# is this a good buy



## apreno18 (Jun 5, 2012)

i found on a site this combo pack is it a good buy it cost $1,099.00


----------



## user2090 (Sep 26, 2009)

Please go to the introduction section and post a introduction. 

Afterwards we can debate which power-tools are the best.


----------



## PunkRockPlumber (Mar 26, 2012)

No. It's a goodbye.


----------



## Plumb Bob (Mar 9, 2011)

Depends are we talking pesos?


----------



## PinkPlumber (May 20, 2012)

Isn't there a Handy Manny section for those questions? Or Bob The Builder?


----------



## ToUtahNow (Jul 19, 2008)

apreno18 said:


> i found on a site this combo pack is it a good buy it cost $1,099.00


No, that price is a total rip-off and the tools are junk.


----------



## affordabledrain (Nov 24, 2009)

kinds of pricey if you ask me


----------



## Mississippiplum (Sep 30, 2011)

All you need is a hacksaw and some flowgaurd glue and yur set

sent from the jobsite porta-potty


----------



## easttexasplumb (Oct 13, 2010)

Mississippiplum said:


> All you need is a hacksaw and some flowgaurd glue and yur set
> 
> sent from the jobsite porta-potty


You mean crimpers and cutters.


----------



## pilot light (Apr 21, 2012)

You can buy alot of better tools for a 1000! Cordless sawzalls lol!:no:


----------



## OldSchool (Jan 30, 2010)

The guy can't even spell apprentice

The poor guy 
*Occupation *
*is aprenpo plumber *


----------



## affordabledrain (Nov 24, 2009)

great another spammer to this site


----------



## Pinnacle (May 16, 2012)

Hilti all they way expensive but well worth the money!


----------



## affordabledrain (Nov 24, 2009)

Pinnacle said:


> Hilti all they way expensive but well worth the money!

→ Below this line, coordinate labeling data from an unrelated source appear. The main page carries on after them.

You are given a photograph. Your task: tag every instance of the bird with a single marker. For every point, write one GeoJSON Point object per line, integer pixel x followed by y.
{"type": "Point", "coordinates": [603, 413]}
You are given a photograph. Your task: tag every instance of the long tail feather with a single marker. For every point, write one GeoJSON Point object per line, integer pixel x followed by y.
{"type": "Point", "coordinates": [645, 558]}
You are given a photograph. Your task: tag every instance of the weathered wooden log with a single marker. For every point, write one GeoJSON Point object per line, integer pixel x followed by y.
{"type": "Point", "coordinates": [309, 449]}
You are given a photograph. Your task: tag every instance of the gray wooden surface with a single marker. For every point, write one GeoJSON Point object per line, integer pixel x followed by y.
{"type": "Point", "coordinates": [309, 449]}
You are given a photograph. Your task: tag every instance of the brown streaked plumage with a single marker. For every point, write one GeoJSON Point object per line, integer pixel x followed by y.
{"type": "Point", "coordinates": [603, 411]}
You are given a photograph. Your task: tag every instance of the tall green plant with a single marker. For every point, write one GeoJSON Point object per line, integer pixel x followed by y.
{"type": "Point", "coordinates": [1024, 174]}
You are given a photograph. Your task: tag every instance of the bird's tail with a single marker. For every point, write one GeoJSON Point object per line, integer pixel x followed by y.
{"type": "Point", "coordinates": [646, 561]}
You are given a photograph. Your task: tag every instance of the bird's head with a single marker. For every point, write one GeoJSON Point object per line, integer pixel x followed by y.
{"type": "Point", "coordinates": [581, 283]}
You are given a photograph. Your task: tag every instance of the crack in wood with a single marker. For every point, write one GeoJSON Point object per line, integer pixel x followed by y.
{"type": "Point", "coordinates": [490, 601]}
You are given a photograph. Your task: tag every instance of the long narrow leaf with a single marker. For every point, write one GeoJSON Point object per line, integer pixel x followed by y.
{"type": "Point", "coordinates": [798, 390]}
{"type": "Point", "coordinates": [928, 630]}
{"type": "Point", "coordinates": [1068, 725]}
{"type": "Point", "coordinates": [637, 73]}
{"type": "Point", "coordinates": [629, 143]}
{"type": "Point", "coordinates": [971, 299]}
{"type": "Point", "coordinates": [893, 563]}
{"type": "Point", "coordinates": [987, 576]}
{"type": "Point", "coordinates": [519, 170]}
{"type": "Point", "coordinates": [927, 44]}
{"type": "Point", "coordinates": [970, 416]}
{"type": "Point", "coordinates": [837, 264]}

Did not know hilti made cordless tools


----------



## Drumma Plumma (Jun 5, 2012)

ToUtahNow said:


> No, that price is a total rip-off and the tools are junk.

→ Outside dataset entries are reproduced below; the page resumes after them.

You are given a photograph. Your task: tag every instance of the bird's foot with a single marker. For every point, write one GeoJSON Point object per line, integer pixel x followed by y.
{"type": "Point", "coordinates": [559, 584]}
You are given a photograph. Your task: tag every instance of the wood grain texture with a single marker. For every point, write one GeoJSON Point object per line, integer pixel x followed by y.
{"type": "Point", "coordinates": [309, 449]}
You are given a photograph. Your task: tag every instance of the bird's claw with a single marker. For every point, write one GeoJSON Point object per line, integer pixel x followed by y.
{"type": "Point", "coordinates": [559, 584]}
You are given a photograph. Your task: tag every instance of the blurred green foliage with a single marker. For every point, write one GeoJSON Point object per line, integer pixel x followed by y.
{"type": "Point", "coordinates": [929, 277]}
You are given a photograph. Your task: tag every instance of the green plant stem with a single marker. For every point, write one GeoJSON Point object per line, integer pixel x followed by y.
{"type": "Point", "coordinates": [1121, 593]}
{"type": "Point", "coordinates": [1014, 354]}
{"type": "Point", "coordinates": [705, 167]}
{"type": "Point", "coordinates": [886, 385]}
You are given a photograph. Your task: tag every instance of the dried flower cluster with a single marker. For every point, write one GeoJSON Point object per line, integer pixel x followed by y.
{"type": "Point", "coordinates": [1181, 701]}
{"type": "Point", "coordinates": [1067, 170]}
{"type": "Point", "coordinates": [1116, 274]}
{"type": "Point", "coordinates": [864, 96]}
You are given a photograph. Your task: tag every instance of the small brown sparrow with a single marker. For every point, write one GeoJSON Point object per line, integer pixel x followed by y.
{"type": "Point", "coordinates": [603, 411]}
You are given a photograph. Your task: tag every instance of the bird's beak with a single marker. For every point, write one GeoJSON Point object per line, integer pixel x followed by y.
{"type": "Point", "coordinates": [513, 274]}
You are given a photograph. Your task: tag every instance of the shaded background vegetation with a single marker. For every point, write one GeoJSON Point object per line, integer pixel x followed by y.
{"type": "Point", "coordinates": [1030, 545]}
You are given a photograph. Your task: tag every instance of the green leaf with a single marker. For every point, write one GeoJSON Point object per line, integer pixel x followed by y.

I agree that the price is pretty high (although there are 2 different hammer drills in that package), but in regards to quality my local Milwaukee dealer also carries the full Makita line and I have to say they seem a bit better quality than the Milwaukee M18 tools that I have now. I like my M18 and M12 tools a lot, especially my M12 (Hackzall, PVC shear and copper tubing cutter, die grinder, 3/8" right angle drill).

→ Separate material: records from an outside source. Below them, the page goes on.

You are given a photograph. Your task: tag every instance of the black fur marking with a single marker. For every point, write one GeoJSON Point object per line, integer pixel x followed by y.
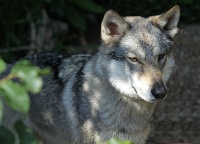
{"type": "Point", "coordinates": [113, 55]}
{"type": "Point", "coordinates": [80, 100]}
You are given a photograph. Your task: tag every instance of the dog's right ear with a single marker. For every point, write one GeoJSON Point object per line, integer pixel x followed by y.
{"type": "Point", "coordinates": [113, 27]}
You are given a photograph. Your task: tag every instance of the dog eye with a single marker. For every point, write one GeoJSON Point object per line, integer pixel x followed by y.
{"type": "Point", "coordinates": [161, 56]}
{"type": "Point", "coordinates": [134, 59]}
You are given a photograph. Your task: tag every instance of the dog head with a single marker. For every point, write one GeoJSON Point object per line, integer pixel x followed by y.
{"type": "Point", "coordinates": [138, 52]}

I have not seen Hilti cordless but I would definitely be interested in trying them. My Hiliti chipping gun and rotary hammer are 2 of the best tools I own.

-Chris


----------



## Pinnacle (May 16, 2012)

affordabledrain said:


> Did not know hilti made cordless tools


Yes they do for a long time now theyre 14.4 volt has more power than any Milwaukee Bosch makita 18v


----------



## pilot light (Apr 21, 2012)

I think cordless is the future!:laughing:


----------